The proposal by Christian Porter – reported this morning – to introduce penalties for workers in some unfair dismissal claims will tip the balance even further towards employers.
Australia’s unfair dismissal laws were introduced in 2009 after the hated WorkChoices legislation of the Howard Government had removed legal protection against unfair dismissal for millions of workers.
The current laws are designed to offer a low-cost solution that would protect working people from exploitation and abuse at work.
Imposing new threats of additional costs and fines on people who by definition have already lost their jobs sends a clear signal to bad employers that the government is looking the other way.
Big business lobby groups like AMMA and the IPA have long been advocating new hurdles to deny workers access to unfair dismissal protection.
This suggestion comes on the back of another proposal for an amnesty covering all historic theft of superannuation.
Quotes attributable to ACTU Secretary Sally McManus:
“This will be a green light for unfair dismissals with bad bosses emboldened by the knowledge that there are even more hurdles for a worker to jump if they are unfairly dismissed.

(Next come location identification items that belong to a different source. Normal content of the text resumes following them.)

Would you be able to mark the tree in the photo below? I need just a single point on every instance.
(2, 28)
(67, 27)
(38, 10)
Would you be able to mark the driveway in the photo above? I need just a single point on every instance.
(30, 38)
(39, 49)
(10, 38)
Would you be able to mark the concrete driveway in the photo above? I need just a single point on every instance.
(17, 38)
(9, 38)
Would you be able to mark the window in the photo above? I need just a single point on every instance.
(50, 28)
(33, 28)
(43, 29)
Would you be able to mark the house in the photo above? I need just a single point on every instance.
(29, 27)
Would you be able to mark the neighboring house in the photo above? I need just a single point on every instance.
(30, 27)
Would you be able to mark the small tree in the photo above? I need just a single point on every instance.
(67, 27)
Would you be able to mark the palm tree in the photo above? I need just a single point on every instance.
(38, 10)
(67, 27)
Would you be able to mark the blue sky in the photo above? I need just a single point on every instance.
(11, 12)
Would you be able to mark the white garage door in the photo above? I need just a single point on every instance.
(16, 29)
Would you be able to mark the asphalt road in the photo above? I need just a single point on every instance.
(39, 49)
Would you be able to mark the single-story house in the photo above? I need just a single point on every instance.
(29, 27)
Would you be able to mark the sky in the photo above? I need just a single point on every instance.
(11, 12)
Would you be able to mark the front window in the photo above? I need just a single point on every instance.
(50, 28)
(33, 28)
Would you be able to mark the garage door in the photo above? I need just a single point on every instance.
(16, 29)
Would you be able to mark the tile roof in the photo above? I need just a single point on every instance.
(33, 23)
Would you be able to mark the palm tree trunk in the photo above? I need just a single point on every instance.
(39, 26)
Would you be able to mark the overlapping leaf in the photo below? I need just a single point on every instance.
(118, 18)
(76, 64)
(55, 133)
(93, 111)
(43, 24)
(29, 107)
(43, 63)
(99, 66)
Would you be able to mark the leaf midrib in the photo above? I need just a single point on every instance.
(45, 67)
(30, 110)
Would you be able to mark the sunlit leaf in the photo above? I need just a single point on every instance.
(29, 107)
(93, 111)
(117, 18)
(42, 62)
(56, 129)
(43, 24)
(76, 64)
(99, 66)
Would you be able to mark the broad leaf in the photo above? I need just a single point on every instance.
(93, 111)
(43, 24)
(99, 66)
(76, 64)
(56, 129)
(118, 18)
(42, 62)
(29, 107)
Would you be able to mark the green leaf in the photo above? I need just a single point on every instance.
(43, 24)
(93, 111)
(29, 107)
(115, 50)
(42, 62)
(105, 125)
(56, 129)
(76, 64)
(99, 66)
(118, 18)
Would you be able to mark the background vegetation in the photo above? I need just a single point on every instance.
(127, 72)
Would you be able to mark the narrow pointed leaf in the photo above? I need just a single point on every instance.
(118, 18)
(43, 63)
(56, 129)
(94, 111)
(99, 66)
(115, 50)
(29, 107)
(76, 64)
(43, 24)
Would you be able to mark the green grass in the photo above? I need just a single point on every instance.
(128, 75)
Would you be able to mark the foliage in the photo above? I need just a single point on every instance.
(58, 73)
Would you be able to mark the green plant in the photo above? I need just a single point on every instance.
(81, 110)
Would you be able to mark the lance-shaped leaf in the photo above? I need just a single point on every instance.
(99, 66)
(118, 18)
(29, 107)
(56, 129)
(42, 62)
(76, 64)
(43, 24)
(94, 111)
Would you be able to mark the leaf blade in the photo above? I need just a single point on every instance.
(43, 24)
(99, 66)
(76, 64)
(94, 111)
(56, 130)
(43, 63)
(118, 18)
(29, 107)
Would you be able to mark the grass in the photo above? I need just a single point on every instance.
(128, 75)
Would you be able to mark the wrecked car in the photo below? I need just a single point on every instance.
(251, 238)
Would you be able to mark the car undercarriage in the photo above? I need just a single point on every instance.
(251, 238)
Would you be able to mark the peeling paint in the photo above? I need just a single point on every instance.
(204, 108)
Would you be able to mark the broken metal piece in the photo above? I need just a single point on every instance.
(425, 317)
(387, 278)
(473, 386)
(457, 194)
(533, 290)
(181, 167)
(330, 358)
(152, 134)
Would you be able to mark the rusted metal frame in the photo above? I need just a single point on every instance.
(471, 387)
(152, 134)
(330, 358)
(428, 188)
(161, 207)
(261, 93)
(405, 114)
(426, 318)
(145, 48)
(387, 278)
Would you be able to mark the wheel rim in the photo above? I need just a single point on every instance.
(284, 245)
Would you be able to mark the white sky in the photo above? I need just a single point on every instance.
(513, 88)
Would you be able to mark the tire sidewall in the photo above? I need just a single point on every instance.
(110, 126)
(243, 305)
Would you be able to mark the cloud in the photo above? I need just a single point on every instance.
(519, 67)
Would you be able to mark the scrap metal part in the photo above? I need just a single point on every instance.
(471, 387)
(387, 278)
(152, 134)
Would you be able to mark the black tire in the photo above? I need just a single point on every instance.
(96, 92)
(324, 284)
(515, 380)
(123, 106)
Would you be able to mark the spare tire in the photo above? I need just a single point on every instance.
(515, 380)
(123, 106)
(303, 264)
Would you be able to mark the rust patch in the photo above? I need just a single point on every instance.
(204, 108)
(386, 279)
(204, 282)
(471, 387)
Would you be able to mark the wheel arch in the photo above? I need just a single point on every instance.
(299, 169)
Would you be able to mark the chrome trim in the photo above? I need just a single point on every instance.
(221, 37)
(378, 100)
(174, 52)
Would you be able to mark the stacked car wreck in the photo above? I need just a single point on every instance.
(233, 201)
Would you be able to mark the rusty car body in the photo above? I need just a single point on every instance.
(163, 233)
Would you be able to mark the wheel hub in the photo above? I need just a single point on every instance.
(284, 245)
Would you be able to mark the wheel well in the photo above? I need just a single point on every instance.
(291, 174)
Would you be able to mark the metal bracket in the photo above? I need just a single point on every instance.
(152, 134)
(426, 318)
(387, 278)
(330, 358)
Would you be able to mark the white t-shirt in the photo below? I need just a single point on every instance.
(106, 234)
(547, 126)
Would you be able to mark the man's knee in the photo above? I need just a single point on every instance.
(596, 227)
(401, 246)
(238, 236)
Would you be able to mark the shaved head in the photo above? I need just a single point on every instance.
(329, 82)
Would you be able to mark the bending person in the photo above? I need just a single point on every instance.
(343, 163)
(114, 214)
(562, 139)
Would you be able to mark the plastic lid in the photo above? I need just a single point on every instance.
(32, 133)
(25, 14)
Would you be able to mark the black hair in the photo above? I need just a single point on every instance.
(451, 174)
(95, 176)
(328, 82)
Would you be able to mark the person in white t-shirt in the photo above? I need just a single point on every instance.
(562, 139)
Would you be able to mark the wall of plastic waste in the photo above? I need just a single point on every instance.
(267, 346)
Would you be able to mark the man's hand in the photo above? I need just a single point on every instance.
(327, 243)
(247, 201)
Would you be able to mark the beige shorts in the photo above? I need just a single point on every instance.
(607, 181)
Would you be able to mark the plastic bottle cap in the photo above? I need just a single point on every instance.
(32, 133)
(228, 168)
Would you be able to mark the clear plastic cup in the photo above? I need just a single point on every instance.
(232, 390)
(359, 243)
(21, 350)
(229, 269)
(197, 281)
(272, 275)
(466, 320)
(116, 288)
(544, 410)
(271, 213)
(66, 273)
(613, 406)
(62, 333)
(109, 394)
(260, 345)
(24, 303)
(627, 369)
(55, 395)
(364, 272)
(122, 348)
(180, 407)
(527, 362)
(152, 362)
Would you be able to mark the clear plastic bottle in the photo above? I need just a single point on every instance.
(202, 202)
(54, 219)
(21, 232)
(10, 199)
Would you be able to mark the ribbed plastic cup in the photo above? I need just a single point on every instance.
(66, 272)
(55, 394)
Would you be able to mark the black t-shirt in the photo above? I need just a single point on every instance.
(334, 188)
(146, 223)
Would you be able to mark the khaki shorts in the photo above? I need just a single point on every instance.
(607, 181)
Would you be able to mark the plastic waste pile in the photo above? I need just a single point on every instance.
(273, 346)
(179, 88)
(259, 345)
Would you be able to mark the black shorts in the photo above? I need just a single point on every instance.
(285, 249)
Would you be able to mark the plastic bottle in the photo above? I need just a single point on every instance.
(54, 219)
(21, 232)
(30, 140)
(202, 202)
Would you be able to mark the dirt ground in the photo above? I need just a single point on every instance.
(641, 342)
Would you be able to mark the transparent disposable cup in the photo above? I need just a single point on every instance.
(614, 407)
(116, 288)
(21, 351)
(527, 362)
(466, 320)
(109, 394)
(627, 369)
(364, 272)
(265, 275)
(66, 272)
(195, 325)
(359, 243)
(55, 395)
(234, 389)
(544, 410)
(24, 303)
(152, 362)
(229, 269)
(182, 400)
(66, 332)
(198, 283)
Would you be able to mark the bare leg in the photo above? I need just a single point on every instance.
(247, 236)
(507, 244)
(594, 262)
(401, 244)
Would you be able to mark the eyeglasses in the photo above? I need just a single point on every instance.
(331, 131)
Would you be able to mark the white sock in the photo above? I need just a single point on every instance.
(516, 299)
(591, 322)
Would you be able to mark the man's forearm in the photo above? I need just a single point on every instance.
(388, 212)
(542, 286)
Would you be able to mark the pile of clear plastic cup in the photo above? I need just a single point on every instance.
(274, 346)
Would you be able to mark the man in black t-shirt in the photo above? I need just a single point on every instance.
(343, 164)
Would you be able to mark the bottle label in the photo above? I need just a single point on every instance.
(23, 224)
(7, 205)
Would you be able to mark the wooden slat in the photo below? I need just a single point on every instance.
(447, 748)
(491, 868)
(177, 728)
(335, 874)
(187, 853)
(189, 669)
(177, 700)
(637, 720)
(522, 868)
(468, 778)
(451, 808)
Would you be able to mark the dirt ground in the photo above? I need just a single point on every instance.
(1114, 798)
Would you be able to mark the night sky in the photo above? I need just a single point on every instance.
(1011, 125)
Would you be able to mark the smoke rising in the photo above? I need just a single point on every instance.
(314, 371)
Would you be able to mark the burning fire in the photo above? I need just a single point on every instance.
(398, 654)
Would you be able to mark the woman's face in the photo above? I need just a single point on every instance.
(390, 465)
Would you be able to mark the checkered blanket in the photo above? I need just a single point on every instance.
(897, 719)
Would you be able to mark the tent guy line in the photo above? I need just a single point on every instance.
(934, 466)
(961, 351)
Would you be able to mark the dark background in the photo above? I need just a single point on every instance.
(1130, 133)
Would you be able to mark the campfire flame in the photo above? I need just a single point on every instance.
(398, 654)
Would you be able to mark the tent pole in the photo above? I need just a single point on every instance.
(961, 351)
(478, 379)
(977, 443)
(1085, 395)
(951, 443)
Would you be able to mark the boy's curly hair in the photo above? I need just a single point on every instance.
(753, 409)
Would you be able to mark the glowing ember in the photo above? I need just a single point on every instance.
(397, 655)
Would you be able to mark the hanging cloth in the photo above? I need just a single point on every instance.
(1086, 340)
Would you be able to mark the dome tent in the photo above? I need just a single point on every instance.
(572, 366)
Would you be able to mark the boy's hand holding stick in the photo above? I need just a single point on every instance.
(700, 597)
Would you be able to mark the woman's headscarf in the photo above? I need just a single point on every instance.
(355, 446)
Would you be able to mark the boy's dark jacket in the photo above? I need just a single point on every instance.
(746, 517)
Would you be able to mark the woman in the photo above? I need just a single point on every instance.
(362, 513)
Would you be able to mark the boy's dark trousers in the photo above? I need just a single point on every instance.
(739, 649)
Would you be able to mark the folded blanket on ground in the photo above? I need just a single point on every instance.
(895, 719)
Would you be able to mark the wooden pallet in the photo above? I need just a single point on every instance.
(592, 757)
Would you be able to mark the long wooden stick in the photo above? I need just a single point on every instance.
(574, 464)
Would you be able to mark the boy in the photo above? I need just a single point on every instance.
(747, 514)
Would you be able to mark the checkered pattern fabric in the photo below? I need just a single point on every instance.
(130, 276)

“Working people need effective and accessible legal protection for against unfair dismissal. This is fundamental to job security.
“This Government is taking a hard line against working people with another much softer touch for business. It’s making jobs less secure and that’s making it even harder to end the wage crisis.
“We call on the Minister to abandon this proposal and work constructively to address the serious issues Australia faces with insecure work and a wages crisis entering its seventh year.”